How does knocktounlock work? - ios

I am trying to figure out how knocktounlock.com is able to detect "knocks" on the iPhone. I am sure they use the accelerometer to achieve this, however all my tries come up with false flags (if user moves, jumps, etc it sometimes fires)
Basically, I want to be able to detect when a user knocks/taps/smacks their phone (and be able to distinguish that from things that may also give a rise to the accelerometer). So I am looking for sharp high peeks. The device will be in the pocket so the movement of the device will not be very much.
I have tried things like high/low pass (not sure if there would be a better option)
This is a duplicate of this: Detect hard taps anywhere on iPhone through accelerometer But it has not received any answers.
Any help/suggestions would be awesome! Thanks.
EDIT: Looking for more thoughts before I accept the answer below. I did hear back from Knocktounlock and they use the fourth derivative (jounce) to get better values to then analyse. Which is interesting.

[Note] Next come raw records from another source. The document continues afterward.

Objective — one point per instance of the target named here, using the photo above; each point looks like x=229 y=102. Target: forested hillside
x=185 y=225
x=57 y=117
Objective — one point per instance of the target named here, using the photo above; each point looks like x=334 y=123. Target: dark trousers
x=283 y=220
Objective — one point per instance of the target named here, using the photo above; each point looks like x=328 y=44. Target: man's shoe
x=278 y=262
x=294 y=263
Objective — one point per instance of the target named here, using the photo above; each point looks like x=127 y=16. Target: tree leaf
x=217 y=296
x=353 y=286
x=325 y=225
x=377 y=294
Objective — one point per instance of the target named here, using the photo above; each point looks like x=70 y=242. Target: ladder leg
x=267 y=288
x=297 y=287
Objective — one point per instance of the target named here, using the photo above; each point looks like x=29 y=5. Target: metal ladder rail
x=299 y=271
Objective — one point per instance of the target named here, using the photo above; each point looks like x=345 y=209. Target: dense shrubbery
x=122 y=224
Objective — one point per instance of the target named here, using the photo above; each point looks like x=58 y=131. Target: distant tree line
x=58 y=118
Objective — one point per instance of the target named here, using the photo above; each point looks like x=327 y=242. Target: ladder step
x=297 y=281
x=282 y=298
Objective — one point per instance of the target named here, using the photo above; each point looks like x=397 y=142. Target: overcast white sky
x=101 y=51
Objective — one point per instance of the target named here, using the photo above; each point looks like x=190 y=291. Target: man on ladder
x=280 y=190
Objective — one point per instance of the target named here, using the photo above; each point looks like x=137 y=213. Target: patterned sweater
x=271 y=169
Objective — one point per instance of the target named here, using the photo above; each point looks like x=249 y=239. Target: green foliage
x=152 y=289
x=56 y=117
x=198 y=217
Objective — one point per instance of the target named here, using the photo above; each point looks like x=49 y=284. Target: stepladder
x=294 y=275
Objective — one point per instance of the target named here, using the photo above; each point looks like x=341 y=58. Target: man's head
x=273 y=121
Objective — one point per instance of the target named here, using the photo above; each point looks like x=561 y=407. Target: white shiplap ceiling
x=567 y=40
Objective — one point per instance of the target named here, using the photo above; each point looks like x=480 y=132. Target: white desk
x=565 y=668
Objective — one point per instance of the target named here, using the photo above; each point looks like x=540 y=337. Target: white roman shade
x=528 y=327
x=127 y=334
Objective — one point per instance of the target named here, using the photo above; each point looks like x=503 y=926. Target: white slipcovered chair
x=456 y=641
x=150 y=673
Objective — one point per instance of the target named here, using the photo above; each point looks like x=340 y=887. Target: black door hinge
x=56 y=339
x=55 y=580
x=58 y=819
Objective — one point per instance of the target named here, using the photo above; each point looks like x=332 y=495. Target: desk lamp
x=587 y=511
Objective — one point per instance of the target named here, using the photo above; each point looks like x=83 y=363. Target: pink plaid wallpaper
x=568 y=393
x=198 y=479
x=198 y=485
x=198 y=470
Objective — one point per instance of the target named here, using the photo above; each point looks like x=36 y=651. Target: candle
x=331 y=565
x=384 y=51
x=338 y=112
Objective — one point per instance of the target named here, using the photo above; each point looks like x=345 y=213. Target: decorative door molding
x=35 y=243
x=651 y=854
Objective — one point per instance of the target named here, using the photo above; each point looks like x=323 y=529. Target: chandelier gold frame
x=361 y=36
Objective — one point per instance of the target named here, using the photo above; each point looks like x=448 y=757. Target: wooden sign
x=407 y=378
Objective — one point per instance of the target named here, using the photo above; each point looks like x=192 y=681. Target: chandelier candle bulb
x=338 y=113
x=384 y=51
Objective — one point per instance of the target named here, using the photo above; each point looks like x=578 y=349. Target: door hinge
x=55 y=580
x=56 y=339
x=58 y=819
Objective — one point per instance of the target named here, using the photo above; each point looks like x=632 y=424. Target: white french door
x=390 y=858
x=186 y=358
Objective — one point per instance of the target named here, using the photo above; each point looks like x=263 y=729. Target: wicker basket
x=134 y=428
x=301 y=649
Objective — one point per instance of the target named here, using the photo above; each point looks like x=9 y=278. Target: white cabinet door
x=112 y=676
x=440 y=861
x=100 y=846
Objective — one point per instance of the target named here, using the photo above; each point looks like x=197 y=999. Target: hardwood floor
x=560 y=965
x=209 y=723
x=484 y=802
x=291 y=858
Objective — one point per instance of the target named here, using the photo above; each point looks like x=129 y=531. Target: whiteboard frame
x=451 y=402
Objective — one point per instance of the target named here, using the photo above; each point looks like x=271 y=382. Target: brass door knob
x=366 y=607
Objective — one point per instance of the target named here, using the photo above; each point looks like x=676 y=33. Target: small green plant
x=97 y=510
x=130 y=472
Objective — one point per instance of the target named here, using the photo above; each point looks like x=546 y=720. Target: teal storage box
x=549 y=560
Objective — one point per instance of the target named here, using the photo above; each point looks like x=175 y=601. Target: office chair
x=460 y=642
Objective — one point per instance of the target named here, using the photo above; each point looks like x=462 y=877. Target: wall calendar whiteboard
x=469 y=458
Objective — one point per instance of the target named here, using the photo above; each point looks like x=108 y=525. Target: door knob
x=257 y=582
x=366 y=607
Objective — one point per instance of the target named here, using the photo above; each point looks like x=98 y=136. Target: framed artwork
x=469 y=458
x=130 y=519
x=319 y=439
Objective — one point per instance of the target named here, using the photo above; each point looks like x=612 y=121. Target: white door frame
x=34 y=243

I would consider knock on the iPhone to be exactly same as bumping two phones with each other. Check out this Github Repo,
https://github.com/joejcon1/iOS-Accelerometer-visualiser
Build&Run the App on iPhone and check out the spikes on Green line. You can see the value of the spike clearly,
Knocking the iPhone:
As you can see the time of the actual spike is very short when you knock the phone. However the spike patterns are little different in Hard Knock and Soft knock but can be distinguished programmatically.
Now lets see the Accelerometer pattern when iPhone moves in space freely,
As you can see the Spikes are bell shaped that means the it takes a little time for spike value to return to 0.
By these pattern it will be easier to determine the knocking pattern. Good Luck.
Also, This will drain your battery out as the sensor will always be running and iPhone needs to persist connection with Mac via Bluetooth.
P.S.: Also check this answer, https://stackoverflow.com/a/7580185/753603

I think the way to go here is using pattern recognition with accelerometer data.
You could (write and) train a classifier (e.g. K-nearest neighbor) with data you gathered and that has been classified by hand. Neural networks are also an option. However, there will be many different ways to solve that problem. But there is probably no straightforward way for achieving this.
Some papers showing pattern recognition approaches to similar topics (activity, movement), like
http://www.math.unipd.it/~cpalazzi/papers/Palazzi-Accelerometer.pdf
(some more, but I am not allowed to post them with my reputation count. You can search for "pattern recognition accelerometer data")
There is also a master thesis about gesture recognition on the iPhone:
http://klingmann.ch/msc_thesis_marco_klingmann_iphone_gestures.pdf
In general you won't achieve 100% correct classification. Depending on the time/knowledge one has got the result will vary between good-usable and we-could-use-random-classification-instead.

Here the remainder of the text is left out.